The ongoing FTX bankruptcy saga has resulted in a staggering cost of legal fees, as revealed by recent court filings. In January alone, the total bill for legal work and expenses reached $38 million.
Among the firms involved in the case, Sullivan & Cromwell has emerged as the biggest beneficiary. As the counsel responsible for discovery, asset disposition, and asset analysis/recovery, the firm submitted an invoice for $16.8 million to cover the 14,569 hours of legal work performed in January.
This is a significant improvement for Sullivan & Cromwell, as they had faced the risk of being removed from the case in December.
The Department of Justice objected to FTX hiring the firm claiming a conflict of interest in the proceedings.
Sam Bankman-Fried further posted objections, claiming that law firm staff pressured him into declaring bankruptcy in November 2022.
However, Sullivan & Cromwell received a vote of confidence when in Late January, a Delaware Court ruled they could continue to work on the case.
FTX Saga Legal Bill Stacks Up
Other legal firms were able to scoop smaller mouthfuls out of the pot.

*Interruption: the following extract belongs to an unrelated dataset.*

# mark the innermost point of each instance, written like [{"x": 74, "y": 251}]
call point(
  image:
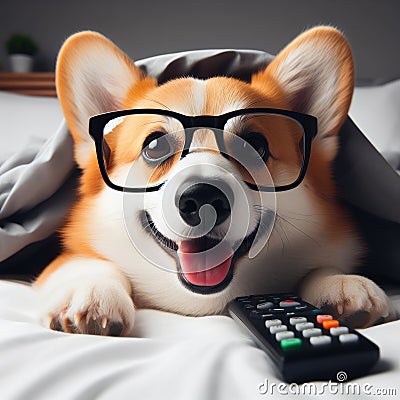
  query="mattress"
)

Quinn Emmanuel Urquhart & Sullivan billed $1.4m as the Special Counsel responsible for asset analysis and recovery, alongside avoidance actions.
Meanwhile, Landis Rath & Cobb came away from January with the smallest take, charging only $663,995 for handling hearings, litigation, and asset disposition.
All in all, legal expenses accounted for just shy of $19m (around 50%).
Financial Services Take Second Stage
On the financial side, industry services firm Alvarez & Marsal submitted the largest charge, billing $12.3m for a combined 5,644 hours working on avoidance action, financial analysis, and accounting.
This was followed by AlixPartners, a firm retained on the case to conduct forensic analysis on DeFi products and tokens. They billed $2.1m for 2,454 hours of work.
Finally, investment bank Perella Weinberg Partners continued to charge their monthly fee of $450,000.
Responsible for devising a restructuring strategy, so far, the firm has focused on the sale of LedgerX and FTX to create liquidity for creditors.
Alvarez and Marsal Comprise 68% of FTX Expenses Costs
Collectively the firms billed an additional $325,000 in expenses with almost $20,000 spent on food in January alone.
Alvarez and Marsal were among the biggest spenders and they’re rising to become one of the most expensive components of the case. Representing 68% of the expenses costs for the case, this firm spent $12,347 on meals in January alone.
Overall, Alvarez and Marsal also charged the highest hourly rate of any firm.
As the costs continue to stack up, creditors remain at a loss, and as is all too often in bankruptcy proceedings, the real winners are the representatives, at least for the time being.